Insurers Question Claims Process in Boy Scouts Bankruptcy

Submitted by jhartgen@abi.org on

The judge presiding over the Boys Scout of America bankruptcy is weighing a request by insurance companies for permission to serve document requests on 1,400 people who have filed sexual abuse claims and to question scores of them under oath in an effort to determine whether there is widespread fraud in the claims process, the Associated Press reported. The insurance companies maintain that tens of thousands of sexual abuse claims that have been filed in the case appear to be barred by the passage of time based on statutes of limitation in many states. Thousands more lack essential information needed to determine their validity, such as identifying a connection with the Boy Scouts or the name of a perpetrator, according to the insurers. In addition to wanting to question alleged abuse survivors, the insurance companies on Wednesday requested permission to question and collect documents from 15 plaintiffs’ attorneys who personally signed hundreds of claims.
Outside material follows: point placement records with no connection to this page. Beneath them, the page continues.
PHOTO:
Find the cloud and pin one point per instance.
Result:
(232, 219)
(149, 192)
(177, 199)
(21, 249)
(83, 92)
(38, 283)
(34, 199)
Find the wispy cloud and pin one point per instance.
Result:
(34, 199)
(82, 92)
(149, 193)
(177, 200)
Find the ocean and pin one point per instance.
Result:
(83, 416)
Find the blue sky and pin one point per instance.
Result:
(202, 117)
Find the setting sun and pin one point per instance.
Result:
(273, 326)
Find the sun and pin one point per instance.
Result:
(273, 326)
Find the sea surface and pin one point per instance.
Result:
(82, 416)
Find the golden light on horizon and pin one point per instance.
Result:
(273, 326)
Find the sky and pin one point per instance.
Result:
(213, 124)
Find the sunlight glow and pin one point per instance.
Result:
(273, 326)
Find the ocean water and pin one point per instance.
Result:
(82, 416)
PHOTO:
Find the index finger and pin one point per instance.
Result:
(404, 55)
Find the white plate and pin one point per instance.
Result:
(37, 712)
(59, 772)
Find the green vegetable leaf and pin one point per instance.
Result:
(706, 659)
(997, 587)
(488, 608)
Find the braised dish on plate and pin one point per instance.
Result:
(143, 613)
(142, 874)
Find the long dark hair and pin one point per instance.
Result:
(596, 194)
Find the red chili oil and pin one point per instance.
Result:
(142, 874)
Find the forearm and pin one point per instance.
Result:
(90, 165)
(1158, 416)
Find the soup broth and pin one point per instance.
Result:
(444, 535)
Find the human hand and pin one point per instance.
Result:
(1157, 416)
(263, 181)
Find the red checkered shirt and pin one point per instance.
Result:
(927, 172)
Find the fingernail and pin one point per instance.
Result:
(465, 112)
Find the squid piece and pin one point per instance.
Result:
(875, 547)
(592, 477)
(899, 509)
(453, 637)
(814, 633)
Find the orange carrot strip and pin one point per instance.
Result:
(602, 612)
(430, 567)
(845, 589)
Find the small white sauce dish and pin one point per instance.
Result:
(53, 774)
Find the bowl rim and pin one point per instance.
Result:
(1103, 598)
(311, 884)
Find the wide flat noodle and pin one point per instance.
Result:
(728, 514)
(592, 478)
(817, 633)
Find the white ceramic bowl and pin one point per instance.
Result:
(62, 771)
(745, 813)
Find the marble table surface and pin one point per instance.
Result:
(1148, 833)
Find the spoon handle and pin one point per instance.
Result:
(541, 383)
Claim forms typically must be signed by the claimants themselves, but in the days leading up to the deadline last November, some attorneys signed several hundred claim forms a day. The insurers contend that a large percentage of attorney-signed claims are missing critical information, and that many appear to be submitted “machine-gun style,” with photocopied attorney signatures and signature pages generated before the proofs of claim were even created. Bankruptcy rules state that by signing a document submitted to the court, an attorney certifies that he or she has reviewed the contents to ensure it has evidentiary support.